Breaching Euclidean Distance-Preserving Data Perturbation Using Few Known Inputs

TL;DR

This paper investigates the vulnerability of Euclidean distance-preserving data perturbation to attacks using few known original data points, demonstrating that such attacks can significantly compromise privacy even with limited prior knowledge.

Contribution

The study introduces a rigorous attack method leveraging small sets of known original data to estimate original data from perturbed data, analyzing its effectiveness and privacy implications.

Findings

Attacker with 4 known tuples estimates original data with less than 7% error.

Probability of successful privacy breach exceeds 80% with minimal known data.

Euclidean distance-preserving perturbation is vulnerable to small-set known-input attacks.

Abstract

We examine Euclidean distance-preserving data perturbation as a tool for privacy-preserving data mining.

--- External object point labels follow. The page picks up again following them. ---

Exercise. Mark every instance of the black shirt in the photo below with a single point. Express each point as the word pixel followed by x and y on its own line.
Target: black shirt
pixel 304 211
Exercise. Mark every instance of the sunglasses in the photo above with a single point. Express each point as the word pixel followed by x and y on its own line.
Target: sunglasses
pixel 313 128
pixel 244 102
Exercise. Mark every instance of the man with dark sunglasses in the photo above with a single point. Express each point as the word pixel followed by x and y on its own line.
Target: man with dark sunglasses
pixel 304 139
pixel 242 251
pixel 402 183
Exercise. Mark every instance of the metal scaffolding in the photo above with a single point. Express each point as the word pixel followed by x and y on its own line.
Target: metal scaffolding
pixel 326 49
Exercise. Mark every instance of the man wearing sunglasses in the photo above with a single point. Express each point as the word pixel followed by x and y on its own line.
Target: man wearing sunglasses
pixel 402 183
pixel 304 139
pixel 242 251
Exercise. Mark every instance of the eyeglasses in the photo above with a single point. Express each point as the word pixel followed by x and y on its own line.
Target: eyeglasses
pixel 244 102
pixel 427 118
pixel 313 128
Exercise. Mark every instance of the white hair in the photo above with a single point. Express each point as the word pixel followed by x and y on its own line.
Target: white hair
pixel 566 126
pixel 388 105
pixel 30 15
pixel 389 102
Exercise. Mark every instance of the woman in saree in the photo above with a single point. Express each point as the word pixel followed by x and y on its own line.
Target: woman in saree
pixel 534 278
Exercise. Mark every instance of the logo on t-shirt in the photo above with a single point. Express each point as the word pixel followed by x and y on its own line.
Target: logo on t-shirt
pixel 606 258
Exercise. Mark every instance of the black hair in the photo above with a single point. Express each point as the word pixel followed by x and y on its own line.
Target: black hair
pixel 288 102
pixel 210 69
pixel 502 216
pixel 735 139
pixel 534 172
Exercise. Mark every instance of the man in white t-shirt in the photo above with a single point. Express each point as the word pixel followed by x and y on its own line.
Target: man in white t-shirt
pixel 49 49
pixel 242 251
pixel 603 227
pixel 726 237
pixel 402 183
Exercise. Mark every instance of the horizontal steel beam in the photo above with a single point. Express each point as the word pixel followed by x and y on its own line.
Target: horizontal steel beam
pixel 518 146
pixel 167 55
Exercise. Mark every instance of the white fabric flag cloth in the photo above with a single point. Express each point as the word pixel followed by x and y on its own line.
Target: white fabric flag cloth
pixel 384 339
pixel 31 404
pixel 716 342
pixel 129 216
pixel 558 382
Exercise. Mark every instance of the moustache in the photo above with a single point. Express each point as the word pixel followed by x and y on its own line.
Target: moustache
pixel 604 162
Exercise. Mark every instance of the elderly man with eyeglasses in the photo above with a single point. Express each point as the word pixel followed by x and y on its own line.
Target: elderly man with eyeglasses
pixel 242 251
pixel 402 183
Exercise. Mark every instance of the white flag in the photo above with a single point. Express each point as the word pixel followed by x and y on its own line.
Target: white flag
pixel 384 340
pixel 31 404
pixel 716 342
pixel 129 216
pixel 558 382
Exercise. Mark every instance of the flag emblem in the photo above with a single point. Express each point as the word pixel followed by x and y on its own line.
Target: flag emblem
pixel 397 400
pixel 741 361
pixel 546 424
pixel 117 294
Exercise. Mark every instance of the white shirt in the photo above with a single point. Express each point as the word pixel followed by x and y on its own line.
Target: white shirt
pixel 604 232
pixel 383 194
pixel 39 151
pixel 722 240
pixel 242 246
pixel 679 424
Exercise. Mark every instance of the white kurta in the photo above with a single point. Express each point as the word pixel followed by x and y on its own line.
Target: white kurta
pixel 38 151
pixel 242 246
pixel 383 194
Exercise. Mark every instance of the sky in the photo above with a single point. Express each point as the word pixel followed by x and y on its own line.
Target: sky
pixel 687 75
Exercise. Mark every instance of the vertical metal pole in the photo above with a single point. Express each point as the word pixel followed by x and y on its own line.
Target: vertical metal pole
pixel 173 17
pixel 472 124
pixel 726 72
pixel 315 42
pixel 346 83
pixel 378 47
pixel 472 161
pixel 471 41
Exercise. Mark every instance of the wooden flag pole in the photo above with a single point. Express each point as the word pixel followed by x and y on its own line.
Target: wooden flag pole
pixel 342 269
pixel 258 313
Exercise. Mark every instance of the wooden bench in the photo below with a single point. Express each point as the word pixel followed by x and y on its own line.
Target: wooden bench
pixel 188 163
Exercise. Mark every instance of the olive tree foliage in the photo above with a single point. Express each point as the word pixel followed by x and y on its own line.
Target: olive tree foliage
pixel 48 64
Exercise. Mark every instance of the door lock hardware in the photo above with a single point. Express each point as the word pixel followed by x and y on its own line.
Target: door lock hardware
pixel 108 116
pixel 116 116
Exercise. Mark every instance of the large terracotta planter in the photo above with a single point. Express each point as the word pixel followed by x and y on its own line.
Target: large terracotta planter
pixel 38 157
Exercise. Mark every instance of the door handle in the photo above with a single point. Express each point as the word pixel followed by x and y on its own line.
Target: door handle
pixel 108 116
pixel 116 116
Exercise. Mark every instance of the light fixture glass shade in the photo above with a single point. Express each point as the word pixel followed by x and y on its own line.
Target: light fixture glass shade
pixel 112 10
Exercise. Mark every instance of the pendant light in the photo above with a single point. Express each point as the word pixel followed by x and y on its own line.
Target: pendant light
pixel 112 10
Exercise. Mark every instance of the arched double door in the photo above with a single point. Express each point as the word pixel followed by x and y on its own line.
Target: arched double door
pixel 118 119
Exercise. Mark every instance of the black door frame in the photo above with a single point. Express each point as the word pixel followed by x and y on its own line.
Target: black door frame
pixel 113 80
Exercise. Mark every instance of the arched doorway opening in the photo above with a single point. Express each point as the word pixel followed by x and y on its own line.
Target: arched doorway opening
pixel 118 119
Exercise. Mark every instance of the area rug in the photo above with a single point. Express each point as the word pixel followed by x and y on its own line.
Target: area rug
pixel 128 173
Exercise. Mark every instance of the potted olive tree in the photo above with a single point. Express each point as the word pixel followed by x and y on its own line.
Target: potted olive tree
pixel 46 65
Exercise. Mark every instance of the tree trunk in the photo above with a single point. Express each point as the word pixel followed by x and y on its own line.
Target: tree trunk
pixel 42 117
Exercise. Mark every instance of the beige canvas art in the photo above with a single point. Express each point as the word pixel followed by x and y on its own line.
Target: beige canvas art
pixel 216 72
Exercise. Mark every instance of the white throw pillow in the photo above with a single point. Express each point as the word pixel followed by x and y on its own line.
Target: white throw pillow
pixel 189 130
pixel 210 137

Such perturbations allow many important data mining algorithms e.g. hierarchical and k-means clustering), with only minor modification, to be applied to the perturbed data and produce exactly the same results as if applied to the original data. However, the issue of how well the privacy of the original data is preserved needs careful study. We engage in this study by assuming the role of an attacker armed with a small set of known original data tuples (inputs). Little work has been done examining this kind of attack when the number of known original tuples is less than the number of data dimensions. We focus on this important case, develop and rigorously analyze an attack that utilizes any number of known original tuples. The approach allows the attacker to estimate the original data tuple associated with each perturbed tuple and calculate the probability that the estimation results in a privacy breach. On a real 16-dimensional dataset, we show that the attacker, with 4 known original tuples, can estimate an original unknown tuple with less than 7% error with probability exceeding 0.8.